The Irony of Being Eric Cantor
Eric Cantor chickened out of a public appearance at the Wharton School, afraid to share his views with the 99% he so assiduously screws over. Fortunately his speech was given to The Daily Pennsylvanian, which shared it here. No wonder Eric wanted to say this crap to a selected audience that wouldn’t laugh out loud, complying with the social rule that speakers should be given that small measure of respect.
I am especially taken by this:
Recently I was asked, “What does your party say to that 9-year-old, inner city kid scared to death, growing up in a life of poverty? What can you do for that little girl?”
Well, we know there are no easy answers. But I believe that child needs a hand up to help her climb the ladder of success in our country. She needs the advantages of a solid family around her and a community that encourages her to learn and work hard. She needs some semblance of stability. She also needs some guarantees. She needs to know that the rules are the same for everybody. That although she may have to work harder than many of us, she needs to know that she has a fair shot at making it in this country.
That’s it. He has nothing to offer this child. No hand up. No solid family. No caring community. No semblance of stability. No guarantees. No society that enforces the laws equally.
Cantor doesn’t see any irony in calling this the statement that the Republicans have a solution. They don’t.
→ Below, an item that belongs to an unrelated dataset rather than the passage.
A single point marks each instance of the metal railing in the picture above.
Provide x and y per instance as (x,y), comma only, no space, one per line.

They religiously (word chosen for precision) oppose anything that smacks of helping people up, helping families, helping communities, providing stability, providing guarantees and enforcing the law, or as Ron Paul would call it, the libertarian paradise.
Oh wait, here it is. Our 9 year old is supposed to start a small business. Or work for one (Eric wants to repeal the Child Labor Laws?). For Eric, everyone isn’t just above average, we are all Steve Jobs! Eric is willing to ask the rich to hold out a hand to the few who want to start these small businesses. Now there’s a concession.
But here is a real irony. One of Eric’s speech writers seems to have found a quote from Victor Frankl. Suggestion: don’t just mention it, read Man’s Search For Meaning. It doesn’t have a single mention of small business, but it does offer a solution to the existential crisis which Eric doesn’t know exists, because in his bubblicious world, there are no such crises, only moral certainties. And economic certainties.
I’d love to see him deliver this speech at one of those CNN-Teaparty Clown Show debates. The crowd screams and hollers in pain and bewilderment: their leader Eric betrays them and favors helping a few of THEM. Mitt Romney accuses him of helping Hispanics go to schools. Rick Perry accuses him of being soft on crime (What? No executions?). Michelle Bachmann slips in a reminder about the Apocalypse, the ultimate in taking sides. And Ron Paul does a spit take: this isn’t the government’s problem, it’s hers.
Oh, the irony of being soft on poverty in the remorseless Republican horror show.